Just because something worked for you last year, last month, or even last week, doesn’t mean it will work this week. There are multiple events in your business that could warrant a direction change. You could study your customer behavior, like Jodie did, and realize your customers need something from you that you’re not currently providing.

Digging into your sales data and understanding how customers are interacting with you can provide some valuable insights into your business and help you figure out your next move.

Don’t be afraid to think big

When Amy Harris and Hannah McIntyre saw a gap in the market, they jumped on it.
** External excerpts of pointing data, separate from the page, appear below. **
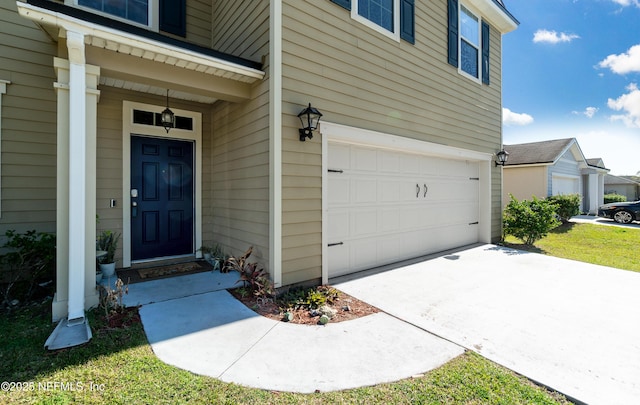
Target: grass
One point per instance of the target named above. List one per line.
(604, 245)
(119, 367)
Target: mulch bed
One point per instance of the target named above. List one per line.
(135, 275)
(270, 309)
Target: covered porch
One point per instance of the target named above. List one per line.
(94, 56)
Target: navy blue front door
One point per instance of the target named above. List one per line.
(161, 197)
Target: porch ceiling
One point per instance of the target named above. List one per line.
(147, 62)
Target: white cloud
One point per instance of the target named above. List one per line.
(589, 112)
(626, 3)
(629, 105)
(553, 37)
(511, 118)
(624, 63)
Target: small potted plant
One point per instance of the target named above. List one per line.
(108, 242)
(206, 253)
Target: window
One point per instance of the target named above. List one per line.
(394, 18)
(468, 48)
(469, 42)
(138, 11)
(380, 12)
(163, 15)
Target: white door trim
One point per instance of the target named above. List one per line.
(128, 129)
(332, 132)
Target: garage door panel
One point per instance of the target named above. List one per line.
(364, 159)
(339, 226)
(340, 190)
(363, 223)
(364, 190)
(339, 156)
(387, 217)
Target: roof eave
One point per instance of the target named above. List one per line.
(168, 52)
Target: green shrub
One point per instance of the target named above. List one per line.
(529, 221)
(567, 205)
(609, 198)
(27, 259)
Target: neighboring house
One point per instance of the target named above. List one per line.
(547, 168)
(623, 186)
(401, 166)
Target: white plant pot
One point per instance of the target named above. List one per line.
(108, 269)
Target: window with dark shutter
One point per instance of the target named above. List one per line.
(407, 20)
(173, 17)
(485, 52)
(343, 3)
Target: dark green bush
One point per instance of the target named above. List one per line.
(567, 205)
(27, 259)
(529, 221)
(609, 198)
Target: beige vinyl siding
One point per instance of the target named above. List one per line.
(356, 76)
(199, 22)
(28, 125)
(240, 28)
(109, 163)
(236, 202)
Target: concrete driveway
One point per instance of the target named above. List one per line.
(572, 326)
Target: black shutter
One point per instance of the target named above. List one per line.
(485, 52)
(173, 17)
(407, 21)
(343, 3)
(453, 32)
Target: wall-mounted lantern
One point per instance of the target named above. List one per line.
(309, 118)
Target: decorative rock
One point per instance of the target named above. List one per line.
(328, 311)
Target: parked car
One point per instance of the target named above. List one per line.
(621, 212)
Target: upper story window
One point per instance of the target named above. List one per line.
(137, 11)
(393, 18)
(156, 15)
(468, 44)
(379, 12)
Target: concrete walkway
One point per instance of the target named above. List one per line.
(211, 333)
(572, 326)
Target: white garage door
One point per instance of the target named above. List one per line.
(387, 206)
(564, 185)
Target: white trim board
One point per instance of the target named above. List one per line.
(128, 129)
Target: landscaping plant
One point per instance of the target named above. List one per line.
(529, 221)
(29, 259)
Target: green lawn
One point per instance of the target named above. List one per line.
(119, 367)
(598, 244)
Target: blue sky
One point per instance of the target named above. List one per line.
(572, 70)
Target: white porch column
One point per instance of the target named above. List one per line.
(77, 179)
(77, 95)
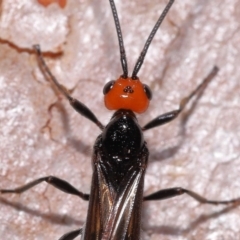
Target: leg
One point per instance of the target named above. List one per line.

They worked tirelessly to build CrunchBoards, a forecasting and reporting engine for small businesses.

Rather than launching small and hoping to gain momentum gradually, they went all in.

“We launched as a global add-on from day one and analyzed the data to find our most active customer segments. By plugging into the already booming Xero ecosystem, we were spared some growing pains and time delays,” Harris said.

crunchboards founders share their advice

By leveraging Xero’s platform, the CrunchBoards co-founders were able to open their solution up to an existing market of more than 600,000 subscribers.

They knew the value of their solution and used the Xero platform to help them optimize as they grew. For them, speed to market was important because they were filling a need. They then took their cues from the market on where to spend their time.

If you know your idea’s great, don’t be afraid to get it out there. Look for businesses to partner with that can help get you in front of the right people to start growing from day one.